As in 1957, Europe’s founding fathers have gathered in Rome, the city of Romulus and Remus, to witness the birth of a new European order. Before them lies the European Constitution, the brainchild of countless deliberations and 15 months of negotiation by the Convention on the Future of Europe. Their task, as 46 years ago, is historic: from a Europe pregnant with promise they are to deliver a fledgling young union, a union that with nurturing will grow, in the words of Habermas, into a ‘postnational constellation’, a spectrum of states whose history and destinies are delicately arranged under the Union's 12-star-studded flag.
But now such star-gazing ideals face a rocky descent to earth. The negotiations in Rome risk showing that, even in the supposedly ‘postnational’ constellation, realpolitik between nation-states remains the true centre of gravity. Despite the fact that every state was represented in the Convention’s work, governments are now clambering to make changes. The British government has drawn its ‘red lines’, notably, on foreign and fiscal policy. The Catholic countries, and in particular Poland, are calling for a reference to Europe’s ‘Christian roots’ to be included in the constitutional treaty. Wlodzimierz Cimoszewicz, the Polish Foreign Minister, has declared it ‘out of the question’ that the treaty be accepted ‘as is’. Faced with the task of bringing a new entity into the world, Europe’s founding fathers want to argue more over whose features it should carry, and less over the well-being of the child itself.
Why has this come about? Some disappointed Euro-federalists have taken it as a further sign that Europe cannot be trusted to its governments – member states naturally pursue their own goals first and leave the European interest on the back-burner. The conclusion is that the future development of the EU should be taken out of the hands of state executives and placed in the lap of Europe’s peoples. This conclusion, of course, is fatally flawed: it neglects the fact that in most cases, governments are aggressively seeking changes to the constitution precisely because of pressure from their domestic electorates. No-one can doubt the domestic popularity of the Poles insistence on referring to Europe’s ‘Christian roots’ nor that of the tough negotiating stance of the British. Indeed, were it that neither government had a domestic electorate to please, it is unlikely that they would be so persistent.
The problem, then, is not the ‘democratic deficit’, but paradoxically, the very fact that Europe’s elites are responsible to their national peoples, who simply do not share the same inspiration for the European ideal that they have. The problem, at the core, is the lack of a European demos, that is, a single people sharing common values and a sense of destiny. How, or indeed if, we are to find a solution is the central question of the European project itself.
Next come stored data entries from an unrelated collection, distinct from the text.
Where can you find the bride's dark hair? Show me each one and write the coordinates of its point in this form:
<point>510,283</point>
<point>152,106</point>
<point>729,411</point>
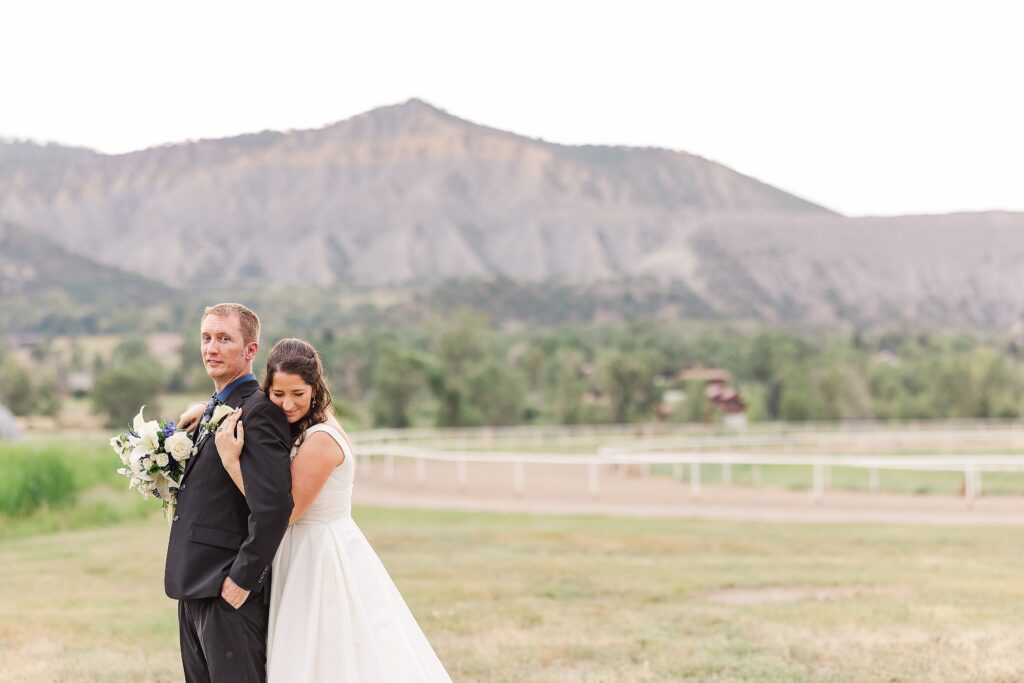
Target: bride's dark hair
<point>298,357</point>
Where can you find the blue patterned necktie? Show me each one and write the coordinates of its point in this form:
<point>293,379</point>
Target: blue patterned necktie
<point>207,414</point>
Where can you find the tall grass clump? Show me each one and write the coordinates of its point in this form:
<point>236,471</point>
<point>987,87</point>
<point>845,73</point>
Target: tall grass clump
<point>32,478</point>
<point>57,484</point>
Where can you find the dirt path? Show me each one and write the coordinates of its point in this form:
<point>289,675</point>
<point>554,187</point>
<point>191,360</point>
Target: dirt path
<point>563,489</point>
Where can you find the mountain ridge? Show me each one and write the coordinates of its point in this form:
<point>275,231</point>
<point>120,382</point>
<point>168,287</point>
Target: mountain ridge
<point>410,195</point>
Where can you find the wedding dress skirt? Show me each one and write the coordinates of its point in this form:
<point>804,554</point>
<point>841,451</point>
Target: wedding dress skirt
<point>335,613</point>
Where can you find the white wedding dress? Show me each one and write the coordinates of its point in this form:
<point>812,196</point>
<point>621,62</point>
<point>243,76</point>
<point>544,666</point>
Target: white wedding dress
<point>335,613</point>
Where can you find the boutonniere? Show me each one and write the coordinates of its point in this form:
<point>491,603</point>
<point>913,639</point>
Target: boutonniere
<point>219,414</point>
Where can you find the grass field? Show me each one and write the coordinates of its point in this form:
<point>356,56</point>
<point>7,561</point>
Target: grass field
<point>517,598</point>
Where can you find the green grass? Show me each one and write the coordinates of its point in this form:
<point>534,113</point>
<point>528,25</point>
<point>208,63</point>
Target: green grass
<point>53,484</point>
<point>545,599</point>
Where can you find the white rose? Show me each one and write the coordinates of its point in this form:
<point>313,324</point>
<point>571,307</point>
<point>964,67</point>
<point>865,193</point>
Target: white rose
<point>219,414</point>
<point>179,445</point>
<point>138,454</point>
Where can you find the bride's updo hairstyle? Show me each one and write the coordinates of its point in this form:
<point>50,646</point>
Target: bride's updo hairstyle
<point>298,357</point>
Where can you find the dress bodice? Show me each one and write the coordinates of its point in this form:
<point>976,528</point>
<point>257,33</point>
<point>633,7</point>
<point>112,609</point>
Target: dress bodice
<point>334,503</point>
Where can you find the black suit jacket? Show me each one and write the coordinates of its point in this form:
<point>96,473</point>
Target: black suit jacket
<point>216,530</point>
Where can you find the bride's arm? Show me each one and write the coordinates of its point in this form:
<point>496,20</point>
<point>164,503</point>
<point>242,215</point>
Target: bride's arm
<point>317,457</point>
<point>229,438</point>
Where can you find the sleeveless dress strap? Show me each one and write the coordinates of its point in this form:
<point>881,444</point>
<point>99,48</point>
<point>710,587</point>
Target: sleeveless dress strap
<point>324,427</point>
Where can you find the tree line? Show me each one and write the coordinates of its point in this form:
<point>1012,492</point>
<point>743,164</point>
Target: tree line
<point>459,370</point>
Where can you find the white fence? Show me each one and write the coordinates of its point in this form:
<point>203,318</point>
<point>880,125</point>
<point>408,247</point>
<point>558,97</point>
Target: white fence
<point>972,467</point>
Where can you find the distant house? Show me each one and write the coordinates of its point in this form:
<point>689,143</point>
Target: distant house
<point>719,392</point>
<point>8,427</point>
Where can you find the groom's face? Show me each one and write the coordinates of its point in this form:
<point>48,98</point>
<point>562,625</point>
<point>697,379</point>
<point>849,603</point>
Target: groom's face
<point>225,354</point>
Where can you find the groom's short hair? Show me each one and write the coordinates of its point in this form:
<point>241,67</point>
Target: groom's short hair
<point>247,318</point>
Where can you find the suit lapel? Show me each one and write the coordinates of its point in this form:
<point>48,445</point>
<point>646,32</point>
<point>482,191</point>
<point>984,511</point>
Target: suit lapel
<point>236,398</point>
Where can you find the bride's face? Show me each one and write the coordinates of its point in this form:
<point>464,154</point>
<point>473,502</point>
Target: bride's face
<point>292,394</point>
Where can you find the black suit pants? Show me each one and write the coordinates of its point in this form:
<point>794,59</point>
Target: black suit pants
<point>221,644</point>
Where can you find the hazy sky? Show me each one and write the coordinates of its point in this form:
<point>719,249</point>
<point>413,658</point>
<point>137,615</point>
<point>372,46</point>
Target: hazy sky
<point>868,108</point>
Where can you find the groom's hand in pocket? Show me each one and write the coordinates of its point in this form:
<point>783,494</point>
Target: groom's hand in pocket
<point>233,594</point>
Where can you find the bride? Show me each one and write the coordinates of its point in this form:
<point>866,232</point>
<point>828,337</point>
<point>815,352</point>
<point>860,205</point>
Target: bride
<point>335,612</point>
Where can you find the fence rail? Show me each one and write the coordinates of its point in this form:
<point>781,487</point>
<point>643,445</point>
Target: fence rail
<point>971,466</point>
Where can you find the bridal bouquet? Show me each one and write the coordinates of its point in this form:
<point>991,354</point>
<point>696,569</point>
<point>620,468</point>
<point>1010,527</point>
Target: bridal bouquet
<point>154,455</point>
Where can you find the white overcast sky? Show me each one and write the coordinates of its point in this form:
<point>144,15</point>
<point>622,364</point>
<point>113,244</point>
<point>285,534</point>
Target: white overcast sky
<point>865,107</point>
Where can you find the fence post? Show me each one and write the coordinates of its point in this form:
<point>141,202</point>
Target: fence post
<point>594,479</point>
<point>819,482</point>
<point>969,485</point>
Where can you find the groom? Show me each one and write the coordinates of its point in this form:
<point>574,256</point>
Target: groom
<point>222,543</point>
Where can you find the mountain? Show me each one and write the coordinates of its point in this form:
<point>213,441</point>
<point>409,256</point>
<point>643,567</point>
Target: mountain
<point>402,194</point>
<point>410,196</point>
<point>43,286</point>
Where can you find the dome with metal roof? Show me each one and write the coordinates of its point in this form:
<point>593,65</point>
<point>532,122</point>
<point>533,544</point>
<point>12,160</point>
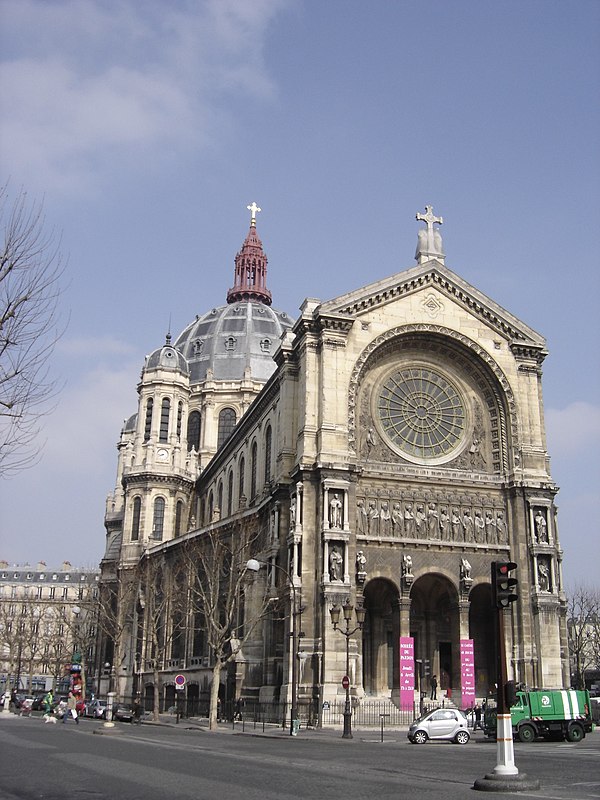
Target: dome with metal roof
<point>167,357</point>
<point>239,339</point>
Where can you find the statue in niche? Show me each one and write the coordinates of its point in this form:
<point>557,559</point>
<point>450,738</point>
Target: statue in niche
<point>335,512</point>
<point>479,528</point>
<point>361,517</point>
<point>543,577</point>
<point>456,526</point>
<point>433,521</point>
<point>420,521</point>
<point>467,524</point>
<point>490,528</point>
<point>385,519</point>
<point>397,525</point>
<point>541,528</point>
<point>335,564</point>
<point>444,525</point>
<point>373,519</point>
<point>361,565</point>
<point>409,521</point>
<point>501,528</point>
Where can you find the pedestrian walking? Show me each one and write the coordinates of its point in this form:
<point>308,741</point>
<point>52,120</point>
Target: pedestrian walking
<point>71,709</point>
<point>137,711</point>
<point>433,685</point>
<point>477,718</point>
<point>48,704</point>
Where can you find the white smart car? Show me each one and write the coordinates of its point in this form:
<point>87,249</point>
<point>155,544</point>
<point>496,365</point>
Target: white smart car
<point>447,724</point>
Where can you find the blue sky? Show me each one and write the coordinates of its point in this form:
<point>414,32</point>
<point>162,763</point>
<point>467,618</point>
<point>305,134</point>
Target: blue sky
<point>147,128</point>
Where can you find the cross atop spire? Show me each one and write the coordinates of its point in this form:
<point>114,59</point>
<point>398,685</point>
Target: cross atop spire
<point>430,239</point>
<point>253,209</point>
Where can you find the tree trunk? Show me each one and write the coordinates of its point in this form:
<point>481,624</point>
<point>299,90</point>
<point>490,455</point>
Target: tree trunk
<point>156,695</point>
<point>214,696</point>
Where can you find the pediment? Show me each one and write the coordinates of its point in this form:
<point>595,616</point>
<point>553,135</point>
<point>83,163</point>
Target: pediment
<point>429,276</point>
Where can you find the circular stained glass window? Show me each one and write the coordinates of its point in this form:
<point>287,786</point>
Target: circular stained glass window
<point>421,413</point>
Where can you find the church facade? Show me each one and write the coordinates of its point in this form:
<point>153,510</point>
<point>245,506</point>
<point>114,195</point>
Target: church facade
<point>389,444</point>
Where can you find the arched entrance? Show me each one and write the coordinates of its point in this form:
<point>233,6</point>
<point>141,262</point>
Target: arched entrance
<point>380,638</point>
<point>481,630</point>
<point>435,627</point>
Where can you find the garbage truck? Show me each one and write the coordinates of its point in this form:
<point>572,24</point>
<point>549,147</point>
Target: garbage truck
<point>549,713</point>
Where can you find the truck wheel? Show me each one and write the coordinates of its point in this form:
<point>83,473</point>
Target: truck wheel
<point>575,732</point>
<point>526,734</point>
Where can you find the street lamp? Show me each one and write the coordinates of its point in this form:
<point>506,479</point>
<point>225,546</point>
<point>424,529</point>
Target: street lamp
<point>253,565</point>
<point>335,612</point>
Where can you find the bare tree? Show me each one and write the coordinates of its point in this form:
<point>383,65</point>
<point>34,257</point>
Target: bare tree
<point>583,624</point>
<point>219,586</point>
<point>30,271</point>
It is possible that, over a long period of time, participation in Europe’s institutions may install a sense of common purpose in Europe’s peoples. For the time being, there are plenty of signs to the contrary: among which the result of the recent Euro-referendum in Sweden, and the growth of euro-sceptical movements, are examples.
As for the negotiations in Rome, an abortive outcome is not an option. Enlargement has forced the need for institutional redesign, and an agreement must be reached. For every participant, the cost of failure would be higher than the cost of giving up whatever demands they still have on the European constitution – a calculation that even the most hard-headed foreign policy realist can understand.